BTW: It is a very dangerous practice to leave oil in a High-Power rifle chamber. That increases bolt thrust all out of proportion to what the action would normally be subject
Your correct and I should have brought that up RC. I had cleaned as you recommend, case rims were still being torn and found a light coat of CLP cured the problem, so that was what I did. Selling it was my smartest move IMHO as I kept the Leupold VariX II 3X9 that was on the gun when i bought it. Then selling the gun for only $50 less than my purchase price without the scope and mounts on it. Which to get a scope cheap was really why I bought the gun in the first place.
 
Try it without the magazine. I've seen a couple of them that the front tabs on the magazine were bent down allowing the mag to go to far up, and the case would hit the front of the magazine.
 
Details

This situation is common to varying degrees in these semi guns. A number of years of use between gunsmith-type disassembly will allow a neglected chamber to develop corrosion, and micro-rust surface imperfections have an adhesive effect on the brass. You would not have such an extreme degree of shell-stick (evidenced by the extractor pulling chunks from the rim) without this typical type of interference.

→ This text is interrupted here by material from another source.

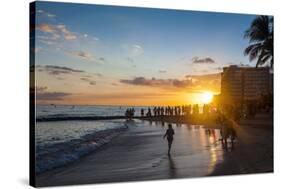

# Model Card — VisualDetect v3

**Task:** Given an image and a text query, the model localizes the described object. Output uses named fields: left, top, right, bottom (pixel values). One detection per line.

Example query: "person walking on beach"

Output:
left=163, top=124, right=175, bottom=155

A magazine may have an intrusion into the mechanism's travel, but this is a sign not to rest the magazine area of the rifle on the sandbag. There would not be a need of a rod to knock the shell free due to any mechanical interference. The shell is stuck independent of any outside application or else a light tap with the rod would be more than sufficient.


You may examine the other shells that eject to see that the rim has a considerable distortion from the ejector pull effort, also.

This posting has some pictures of mine detailing the rim distortion variance examples.


http://www.thehighroad.org/showthread.php?t=286913

This needs gunsmith attention. I can assist if you don't have someone else in mind. Either way, good luck.